Sunday, April 1 will be the official six-month mark, but the State Department updates total refugee admission numbers every Friday, making today's release closest to a six-month total.
As a candidate and in office, Trump has demonized refugees, often referencing the song "The Snake" by soul singer Al Wilson, which tells the story of a woman taking in an injured snake and caring for it, only to be eaten by it once it regained its strength; in his retelling, Trump has said refugees are like the snake.
Limiting refugee admissions is one of the many ways his administration has transformed immigration, most often by reversing executive actions of previous presidents, from ending Temporary Protected Status for El Salvador, Haiti, and others; to ending special refugee programs like for Central American minors and Iranian Christians and other religious minorities; and ending the Deferred Action for Childhood Arrivals, or DACA, policy for undocumented immigrants brought to the U.S. as minors.
The policies have won praised from immigration hardliners as a return to law and order, but incited outrage from immigrant and refugee advocates who call them cruel and inhumane.
"The current refugee policies punish the most vulnerable: survivors of torture, people with medical emergencies, and children desperately trying to reunite with their families," said Betsy Fisher, the policy director of the International Refugee Assistance Project, a legal advocacy group for refugees that has been part of the litigation against the Trump administration.
This year's low numbers show that "the U.S. is abdicating its humanitarian leadership at a time when the need is greater than ever... [and] that the Trump administration continues to try to actively ban Muslims from entering the country, as refugees from Syria, Iraq, and other Muslim-majority countries are particularly affected," Fisher added in a statement to ABC News.
To some critics, not accepting refugees also threatens U.S. national security, leaving allies like Jordan and Turkey to deal with the refugee crisis.

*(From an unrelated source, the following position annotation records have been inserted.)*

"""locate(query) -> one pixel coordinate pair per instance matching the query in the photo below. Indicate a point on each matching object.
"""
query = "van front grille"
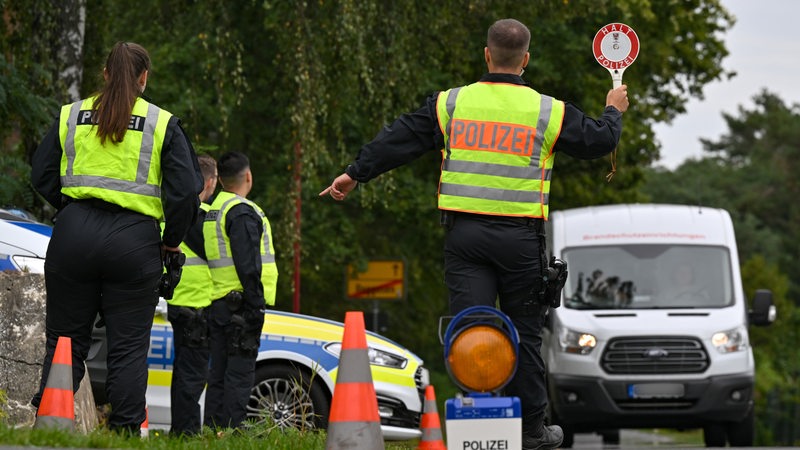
(654, 355)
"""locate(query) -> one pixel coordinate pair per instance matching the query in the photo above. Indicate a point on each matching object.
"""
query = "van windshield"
(648, 277)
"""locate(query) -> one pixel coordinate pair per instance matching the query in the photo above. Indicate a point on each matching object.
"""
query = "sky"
(764, 50)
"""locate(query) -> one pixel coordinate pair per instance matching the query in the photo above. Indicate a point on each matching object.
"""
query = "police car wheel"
(286, 396)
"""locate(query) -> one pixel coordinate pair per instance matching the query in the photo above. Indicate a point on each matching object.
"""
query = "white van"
(652, 330)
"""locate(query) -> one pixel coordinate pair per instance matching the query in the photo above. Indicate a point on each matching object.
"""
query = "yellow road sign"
(383, 280)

There are more than 3 million Syrian refugees in Turkey and 1 million in Lebanon, while 600,000 Venezuelan refugees have poured into neighboring Colombia, a critical U.S. ally, and 700,000 Rohingya refugees have fled ethnic cleansing in Myanmar for neighboring Bangladesh.
"The sharp decline in resettlement leaves U.S. allies in the lurch, threatens the stability of front-line refugee hosting states, and signals to U.S. friends and foes that the United States has retreated from efforts to address the world’s greatest challenges," said Eleanor Acer, the director of the "Refugee Protection" program at Human Rights First, a nonpartisan nonprofit advocating for human rights in U.S. foreign policy.
"The U.S. abdication of leadership on resettlement doesn’t put America first, it actually sabotages America’s interests globally," Acer said in a statement.
Among the refugees admitted so far in FY 2018, over one-third of them are from Africa, with 26% from the Middle East, North Africa, and South Asia. East Asians comprised 1,809, there were 1,738 Europeans, and only 302 were from Latin America and the Caribbean.